38 state attorneys general sued Google and its parent company, Alphabet, Inc. on Thursday over antitrust violations pertaining to its domination of the search engine market. The lawsuit alleges that Google’s search engine prioritizes products and services owned by Google at the expense of third-parties and small businesses.
According to a report by Bloomberg News, attorneys general in 38 states have filed a lawsuit against Alphabet, Inc. over alleged anti-competitive practices in the search engine market.
The attorneys general contend Google’s search engine has grown so powerful it has effectively become “a monopolistic gatekeeper, free to limit passage across the internet and to charge supracompetitive tolls.” They repeat the Justice Department’s assertion that the company’s multibillion-dollar distribution agreements to make its search engine the default option on mobile devices artificially limit competition. But the states also build upon the case by contending that Google has also stifled other internet companies in specialized categories such as travel, home repair and local services by lowering their prominence on search result pages and through domineering business practices. The list of affected companies include TripAdvisor Inc., Yelp Inc., Expedia Group Inc. and ANGI Homeservices Inc. Google, in a blog post response, said its search engine is made to give users the “most relevant” information, adding changing their pages would “harm the quality” of the search experience.
The lawsuit describes how Google creates competitive advantages for its own offerings by forcing potential competitors to make a deal with the devil by handing over sensitive price and content data to even have a shot of catching consumers’ eyes on the site.

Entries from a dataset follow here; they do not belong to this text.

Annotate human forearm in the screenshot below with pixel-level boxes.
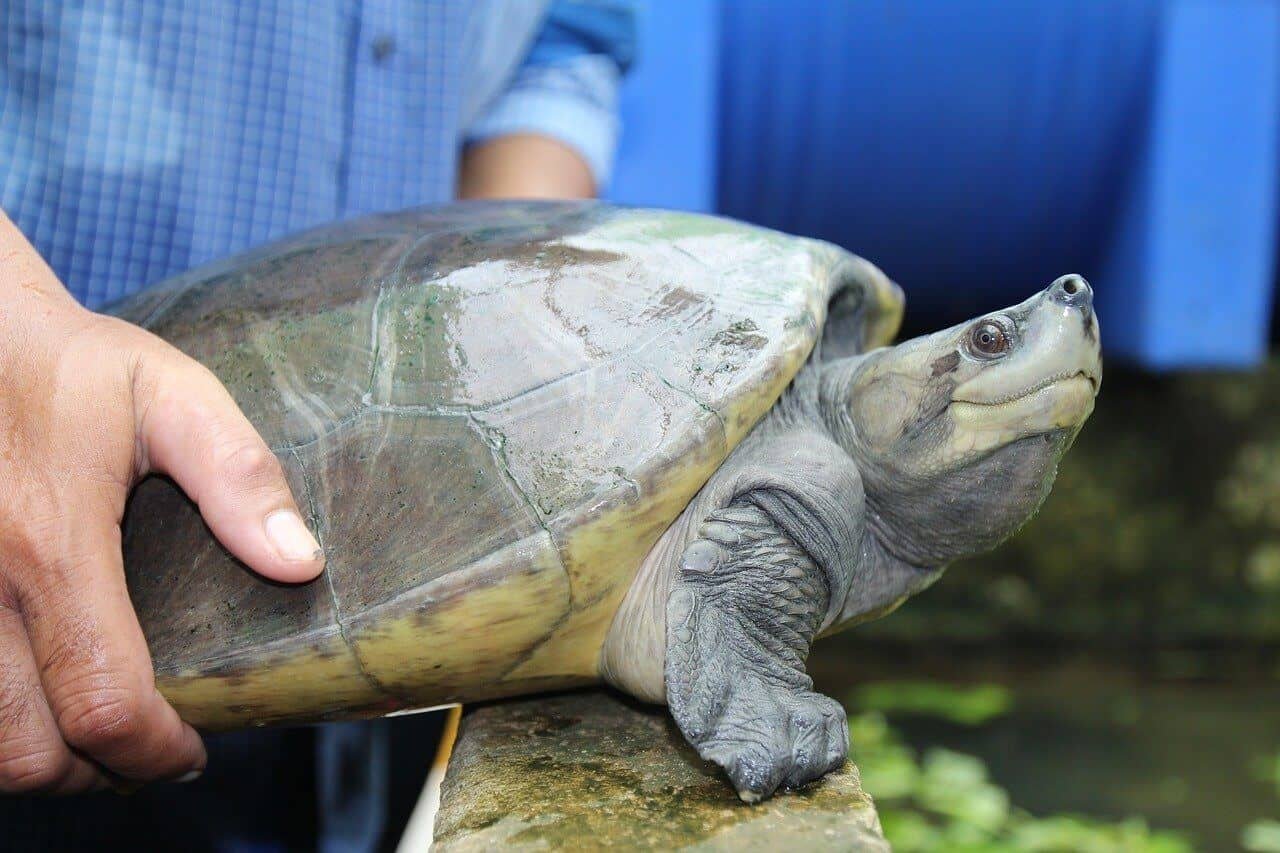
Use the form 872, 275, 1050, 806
458, 133, 596, 199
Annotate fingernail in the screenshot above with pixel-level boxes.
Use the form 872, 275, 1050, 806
262, 510, 324, 560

The central tenet of the case makes sense. By suppressing what may be the best information lower on the page to its own benefit, Google is hurting emerging competitors and the consumer experience. The lawsuit also says Google discriminates against companies in the categories where it competes by restricting their access to a prominent area of the search results page called “OneBox.” Making it seemingly more indefensible, Google allows access to this box for segments where it doesn’t generate significant revenue such sports, weather and movies, the lawsuit notes. And finally, perhaps most important, Google forces companies to give up proprietary pricing data and content that it can use to aggregate and populate its search pages, thereby giving a unrivaled competitive advantage to its own offerings.
Other Silicon Valley companies, such as Yelp, have applauded the lawsuit. Yelp claimed in a recent blog post that Google prioritizes search results that may not be the most beneficial to consumers. For example, a consumer may be directed to a Google AdSense link for a business before it is shown the business’s Yelp page.
To illustrate the states’ main point, the small-business review site Yelp said that when a mother searches for a pediatrician on Google, she is steered to the company’s own product instead of being offered the highest-quality information. “This self-serving bias by Google happens billions of times per week in the United States,” Yelp said in a blog post applauding the suit. “By systematically reducing the quality of its search results to entrench and extend its search and search advertising monopolies, Google is directly harming consumers.”
Yelp has also been criticized for its massive influence over small businesses. Breitbart News reported in October that Yelp had begun to accuse small businesses of “racist behavior.”
Over the summer, Google was accused of prioritizing its own products over those of third-parties in search results. For example, the Google search engine often prioritizes videos from the Google-owned YouTube platform over videos from platforms like Vimeo and DailyMotion.